Below we briefly describe the SQP-GS algorithm. **For more details on the algorithm, we refer to the paper [1].** The iteration cost of the algorithm splits mainly into two steps:

1) Sample function value and gradient/Jacobian of each nonsmooth function at multiple points in a neighborhood of the current iterate.

2) SQP approximates the original problem in each iteration by a quadratic program (QP). We need to solve this QP to compute the update direction.

The technique in 1) is called Gradient Sampling (GS) and is a widely used, robust technique for handling nonsmooth objective or constraint functions.
As all functions are Pytorch modules in this package, step 1) amounts to batch evaluation and Jacobian computation. This can be done efficiently using the `autograd` functionalities of Pytorch.

For 2), we solve the QP with the package `osqp`. We also implement a general interface to `cvxpy`, which seems slightly slower due to overhead costs, but more flexible as the solver can be exchanged easily.
Further, the quadratic approximation of SQP naturally involves an approximation of the Hessian, which is done in L-BFGS style.



### Options

SQP-GS has many hyperparameters, for all of which we use the default values from the paper [1] and the Matlab code [2]. The values can be controlled via the argument `options`, which can be a dictionary with all values that need to be overwritten. See the default values [here](defaults.py).

One important hyperparameter is the number of sample points, see the next section for details.

The starting point can be specified with the argument `x0`, and we use the zero vector if not specified.

### Gradient Sampling with `autograd`

For the objective and each constraint function, in every iteration, a number of points is sampled in a neighborhood to the currrent iterate. The function is then evaluated at those points, plus at the iterate itself, and the Jacobian of the function is computed at all points.
This is done with the Pytorch `autograd` functionalities `jacrev` and `vmap`. See the function [`compute_value_and_jacobian`](main.py#L435).
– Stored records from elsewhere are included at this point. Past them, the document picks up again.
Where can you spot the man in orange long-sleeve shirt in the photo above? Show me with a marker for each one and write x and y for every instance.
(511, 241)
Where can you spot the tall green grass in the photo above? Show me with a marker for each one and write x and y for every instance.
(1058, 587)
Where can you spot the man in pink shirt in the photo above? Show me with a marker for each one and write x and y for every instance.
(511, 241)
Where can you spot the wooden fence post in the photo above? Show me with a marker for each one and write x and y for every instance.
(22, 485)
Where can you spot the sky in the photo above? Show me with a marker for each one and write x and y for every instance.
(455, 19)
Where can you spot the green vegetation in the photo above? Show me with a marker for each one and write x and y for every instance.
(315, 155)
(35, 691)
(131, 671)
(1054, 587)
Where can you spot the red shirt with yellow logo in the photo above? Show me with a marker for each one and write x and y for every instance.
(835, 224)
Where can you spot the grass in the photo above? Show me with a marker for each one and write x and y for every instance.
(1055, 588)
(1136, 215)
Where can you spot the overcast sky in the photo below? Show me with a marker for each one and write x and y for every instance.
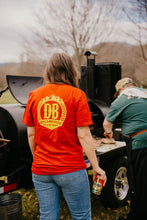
(16, 15)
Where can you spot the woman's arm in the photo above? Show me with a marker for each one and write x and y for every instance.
(31, 138)
(87, 143)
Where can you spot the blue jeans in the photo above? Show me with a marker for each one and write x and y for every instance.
(75, 188)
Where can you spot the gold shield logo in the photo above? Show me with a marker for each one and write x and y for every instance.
(51, 112)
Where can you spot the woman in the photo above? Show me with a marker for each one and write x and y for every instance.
(57, 117)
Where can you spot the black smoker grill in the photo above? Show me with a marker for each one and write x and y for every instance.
(98, 82)
(15, 155)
* If a function is differentiable, setting `is_differentiable=True` when calling `ObjectiveOrConstraint` will have the effect that for this function only the current iterate itself is evaluated.
* The authors of [1] suggest to set the number of sample points to roughly 2 times the (effective!) input dimension of each function. See end of section 4 in [1]. As this is hard to implement by default, we recommend to set the number of points manually. This can be done by adjusting (before calling `problem.solve()`) the values `problem.p0` (number of points for objective), `problem.pI_` (number of points for each inequality constraint) and `problem.pE_` (number of points for each equality constraint).

### Solving the QP

Solving the QP will likely amount to most of the runtime per iteration. There are two options for solving the QP:

1. (Default): Use the `osqp` solver [4]. This calls directly the `osqp` solver after constructing the subproblem. See the [implementation](osqp_subproblem.py).
2. Use `cvxpy` [3]. This creates the subproblem with `cvxpy` and then solves the QP with the specified solver. This options has some overhead costs, but it allows to exchange the solver flexibly. See the [implementation](cvxpy_subproblem.py).
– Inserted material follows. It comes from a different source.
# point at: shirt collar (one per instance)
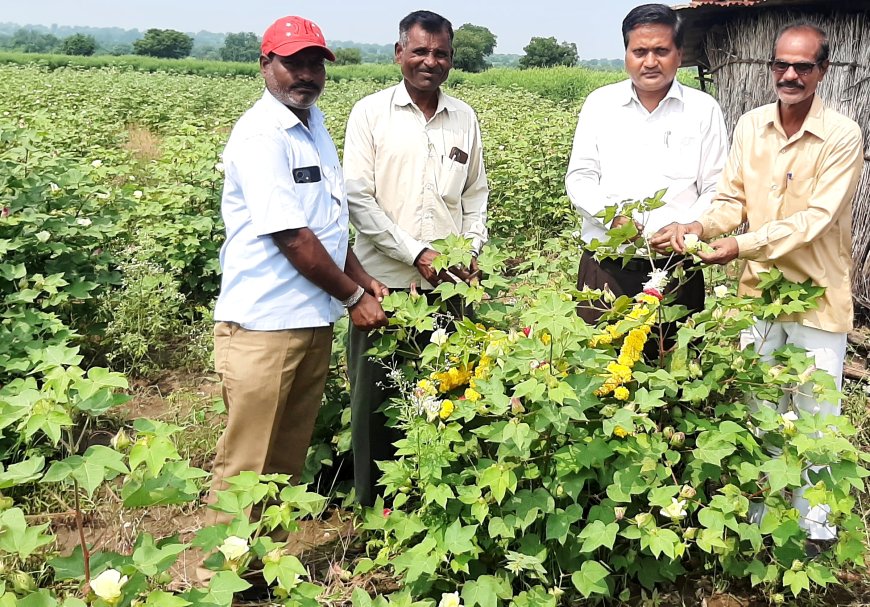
(813, 123)
(284, 116)
(402, 99)
(630, 95)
The authors of [1] report that MOSEK works well for their numerical examples, but here we use `osqp` by default.


### Further notes


* For numerical stability, we add a Tikhonov regularization to the approximate Hessian. It's magnitude can be controlled over the key `reg_H` in `options`.

## References
[1] Frank E. Curtis and Michael L. Overton, A sequential quadratic programming algorithm for nonconvex, nonsmooth constrained optimization,
SIAM Journal on Optimization 2012 22:2, 474-500, https://doi.org/10.1137/090780201.
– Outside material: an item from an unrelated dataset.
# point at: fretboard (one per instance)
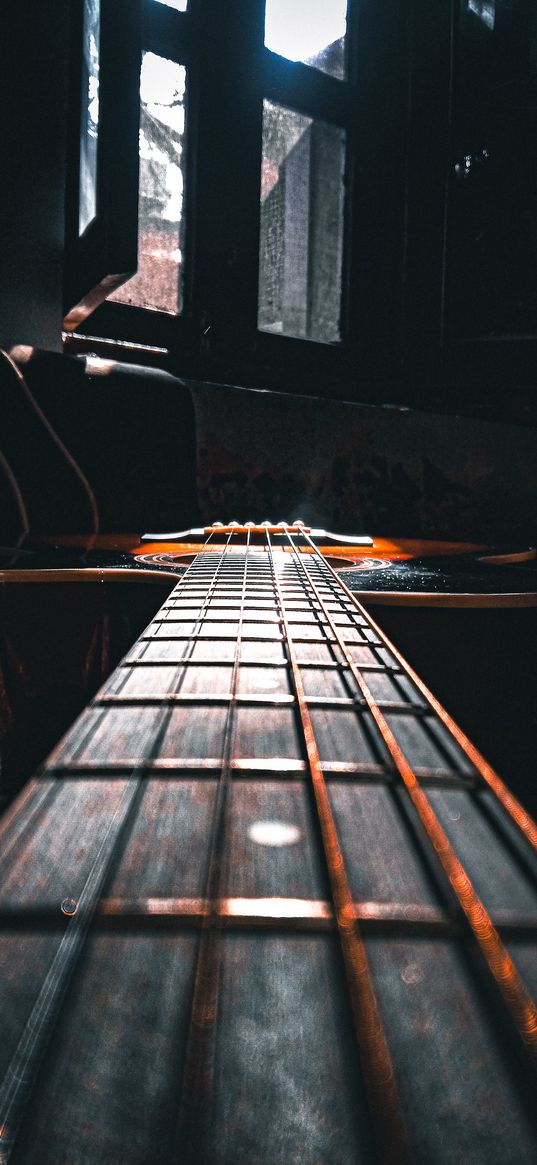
(260, 894)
[2] Frank E. Curtis and Michael L. Overton, MATLAB implementation of SLQP-GS, https://coral.ise.lehigh.edu/frankecurtis/software/.

[3] Steven Diamond and Stephen Boyd, CVXPY: A Python-embedded modeling language for convex optimization, Journal of Machine Learning Research 2016, https://www.cvxpy.org/.

[4] Bartolomeo Stellato and Goran Banjac and Paul Goulart and Alberto Bemporad and Stephen Boyd, OSQP: an operator splitting solver for quadratic programs, Mathematical Programming Computation 2020, https://osqp.org/docs/index.html.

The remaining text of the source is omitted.